Jak brzmi punk po czterdziestce?

Autor: Sebastian Banasiewicz 01/12/2015 22:53

Definicja punka?

Była kawa na ławę. Świetność polskiego punk rocka przypadała na lata 80. i 90. Zapytałem taty wprost – byłeś punkiem? Być może kilka imprezowych zdjęć, skórzana kurtka i stary magnetofon punka nie czynią. Już bliżej mu było do rockmena. Ale może coś ukrywał, gdzieś pojechał, myślał o włosach ułożonych w szpikulce. Uśmiechnął się do słuchawki. Klasycznie, lubił Lady Punk, Perfect, Republikę. Chciałem, żeby opowiedział mi, co kilkadziesiąt lat temu myślał o tej subkulturze. „Zabawa, zabawa i jeszcze raz zabawa. Nie myślenie o niczym. Pełen luz”. W sobotę w Woorze był „pełen luz”.

Skorpionalia?

Atom był pierwszy. Zaczynał od coverów takich grup jak KSU, Dezerter, Azotox, Awaria.
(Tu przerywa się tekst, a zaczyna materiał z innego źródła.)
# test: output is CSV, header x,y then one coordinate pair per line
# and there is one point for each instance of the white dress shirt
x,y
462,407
Wzorując się na wymienionych zespołach, zaczęli tworzyć własne kawałki: Co to kurwa za życie, Zwierzenia anarchisty, Jabolowy sen. Ich teksty to obraz stereotypowego wolnego strzelca, który zajmuje się piciem jaboli, napierdzielaniu się po ryju i narzekaniem na wszystko, co dookoła. Zadebiutowali grając razem z SexBombą 6 grudnia 2013 roku na „Punkowych Mikołajkach”. Blisko 2 lata później znowu skakali po wspólnej scenie. Pogadałem trochę z Bartkiem „Witkiem” Witeckim, gitarzystą Atomu. Po zagranym koncercie został bawić się przy starszych kolegach.

Druga była TZN Xenna – kultowy zespół polskiego punka. Przeżył już nie jedno. Rozpadał się dwa razy. Później do akcji wkraczał lider zespołu Krzysztof „Zygzak” Chojnacki i były reaktywacje. Mieli 24-letnią przerwę we wspólnym graniu (zaczęli w 1981). Skład ciągle się zmieniał. Nawet w Woorze nie zagrała aktualna czwórka. Z powodu kontuzji nie było Dariusza „Dynii” Dynowskiego, a jego zastępca nie znał na pamięć wszystkich utworów. Trochę było w tym wszystkim improwizacji, zakładania masek, pokazania ich świata.

Na koniec została Sexbomba. Nie jest to Sex Pistols, bo są młodsi, spokojniejsi, nagrali więcej płyt. Dla mnie grają bardziej rock'n'rolla, chociaż po scenie poskakają. Debiutowali na festiwalu w Jarocinie w 1986 roku. W Polsce grali już wszędzie – Opole, Sopot, Woodstock. Świat dla nich to punk rock. Życie dla nich jest jak „pogo” („Raz przeżyty dzień”). To najlepsza definicja punka. Albo się lubi ten ruch. Wtedy zakłada się koszulkę Korony Kielce, maluje twarz na żółto i kiwa do przodu i do tyłu. Albo nie lubi. Wtedy klepie się chałturę, siedzi się w palarni i robi zdjęcia.

Szanuję.

Ale nawet kilka dni później wszystko mi śmierdziało dymem.